While there is some evidence for greater precision of spatial working memory in retinotopic as compared with spatiotopic coordinates (Golomb & Kanwisher, 2012), other studies have found better memory for motion in spatiotopic coordinates (Ong et al., 2009). Importantly, both of these studies required participants to make eye movements during the memory delay, suggesting that differences in coordinate systems may be tied to demands such as updating memory representations across eye movements. It has been shown that increasing the number of eye movements required between encoding and retrieval can modify the coordinate system for long-term memory (Zhang et al., 2013). Therefore it is possible that changes in coordinate systems may also be seen with increased eye-movement demands during short-term memory. Therefore we suggest that investigating inherent spatial biases in VSTM performance more directly reveals the intrinsic coordinate system for VSTM as compared with requiring eye movements during the memory delay. However, to create ecologically valid measures of short-term memory demands, future studies should investigate contribution of eye and body movements during short-term memory performance.

In contrast to retinotopic organization of visual information, the coordinate system(s) underlying long-term memory representations are less clear. It has been suggested that objects are stored in memory relative to both external objects (allocentric) as well as to the self (egocentric) (Burgess, 2006). Indeed, there has even been evidence for retinotopic storage of remembered items (Slotnick, 2009). While there is debate as to how long-term memories are stored, the ability to retrieve memories in novel contexts and spatial locations requires the ability to store information in a viewpoint-independent form.

It is not clear how these asymmetries arise in behavior. One current line of research suggests that these asymmetries are tied to reading direction, as asymmetries are not seen in cultures that read right to left (Ransley et al., 2018). However, tellingly, these studies do not find a reversal of asymmetries, suggesting that reading direction and spatial biases may be separate, competing factors. Alternatively, biases may be specific to behavior with no direct link to brain activity. While behavioral asymmetries differ between right- and left-handed individuals, and asymmetries in the brain also differentiate individuals based upon handedness, no specific relationship between behavioral and brain asymmetries has emerged. Future neuroimaging studies utilizing well-controlled behavioral tasks may reveal a distinct relationship between asymmetries in brain and behavior.

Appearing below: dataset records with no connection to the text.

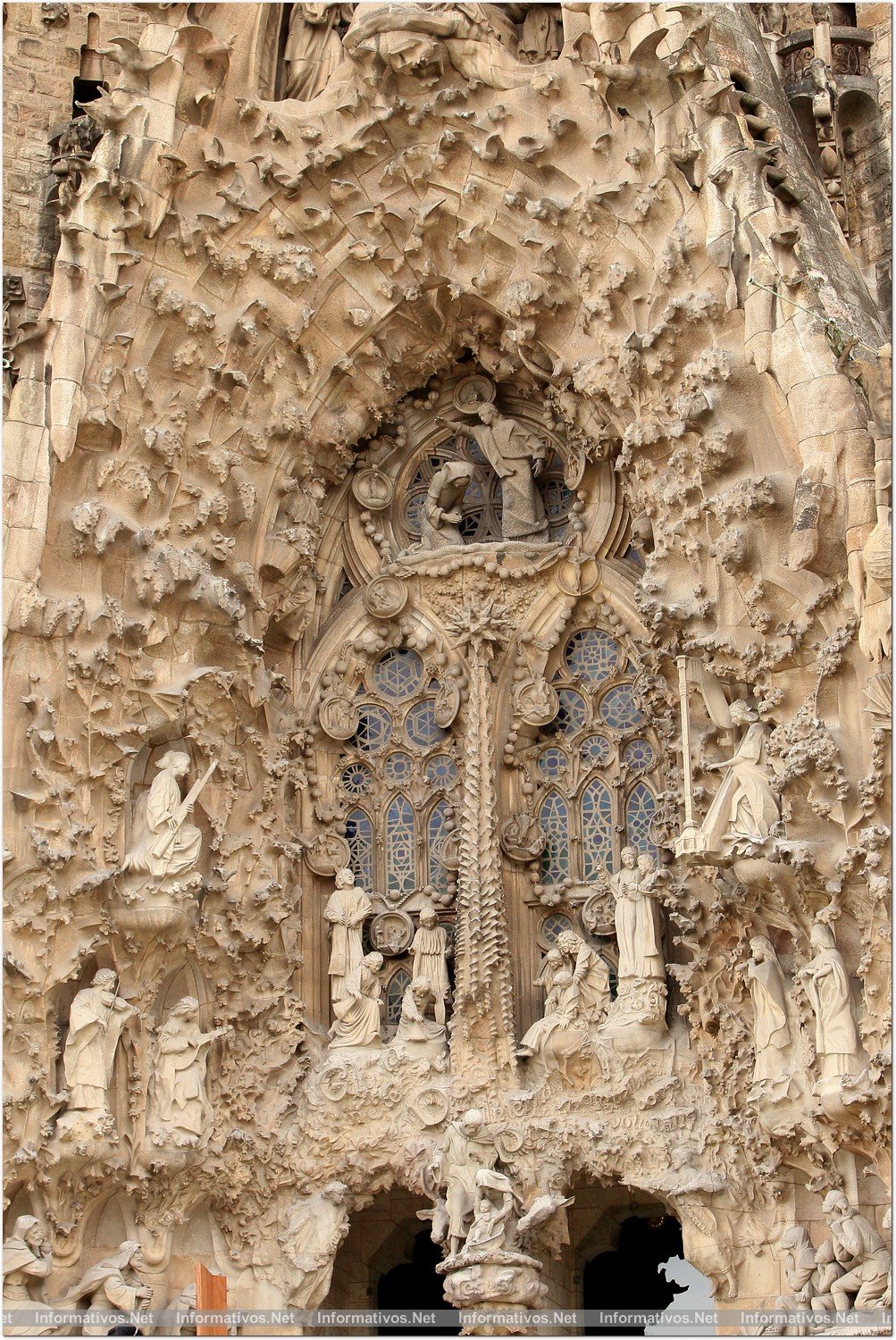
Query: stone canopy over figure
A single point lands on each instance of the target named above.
(96, 1023)
(346, 911)
(517, 457)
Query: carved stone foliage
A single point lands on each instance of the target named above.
(448, 659)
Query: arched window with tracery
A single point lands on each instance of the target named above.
(398, 776)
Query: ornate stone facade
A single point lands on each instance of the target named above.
(448, 661)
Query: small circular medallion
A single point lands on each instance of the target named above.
(391, 933)
(473, 391)
(327, 854)
(431, 1106)
(536, 701)
(338, 717)
(385, 598)
(373, 490)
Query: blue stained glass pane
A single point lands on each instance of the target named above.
(572, 713)
(441, 771)
(592, 656)
(596, 830)
(420, 724)
(396, 989)
(555, 820)
(398, 768)
(398, 674)
(639, 755)
(359, 835)
(619, 709)
(436, 833)
(596, 750)
(356, 779)
(374, 729)
(552, 764)
(641, 812)
(399, 847)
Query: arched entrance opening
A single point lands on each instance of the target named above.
(388, 1261)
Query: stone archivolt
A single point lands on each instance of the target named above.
(448, 464)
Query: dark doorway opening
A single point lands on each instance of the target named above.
(415, 1286)
(628, 1278)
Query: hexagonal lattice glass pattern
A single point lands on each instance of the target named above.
(592, 656)
(356, 779)
(441, 771)
(398, 674)
(420, 724)
(639, 755)
(552, 764)
(374, 729)
(619, 709)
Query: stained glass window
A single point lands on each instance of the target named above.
(552, 764)
(555, 822)
(436, 833)
(420, 724)
(399, 849)
(359, 835)
(596, 830)
(441, 771)
(398, 769)
(396, 988)
(398, 674)
(595, 750)
(619, 709)
(572, 713)
(641, 811)
(639, 755)
(356, 779)
(374, 729)
(592, 656)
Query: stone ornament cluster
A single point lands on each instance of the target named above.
(448, 665)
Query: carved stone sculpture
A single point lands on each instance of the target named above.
(27, 1260)
(314, 1230)
(861, 1251)
(358, 1009)
(826, 985)
(314, 47)
(515, 457)
(163, 843)
(113, 1284)
(431, 951)
(96, 1024)
(469, 1147)
(346, 911)
(181, 1059)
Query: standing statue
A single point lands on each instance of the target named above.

Finally, these results highlight the need for models of VSTM to account for asymmetries inherent in behavior. One of the guiding tenants of cognitive neuroscience research is that patterns of behavioral performance reflect the processing properties of cortical areas supporting cognitive functions. Recent studies diverge on whether there is a single locus of short-term memory storage and, if so, whether it is the same area that supports perceptual representations of the same objects, typically visual cortex. However, as the occipital cortex does not demonstrate asymmetric processing, memory models must account for how higher order cortex exerts its influence on VSTM representations.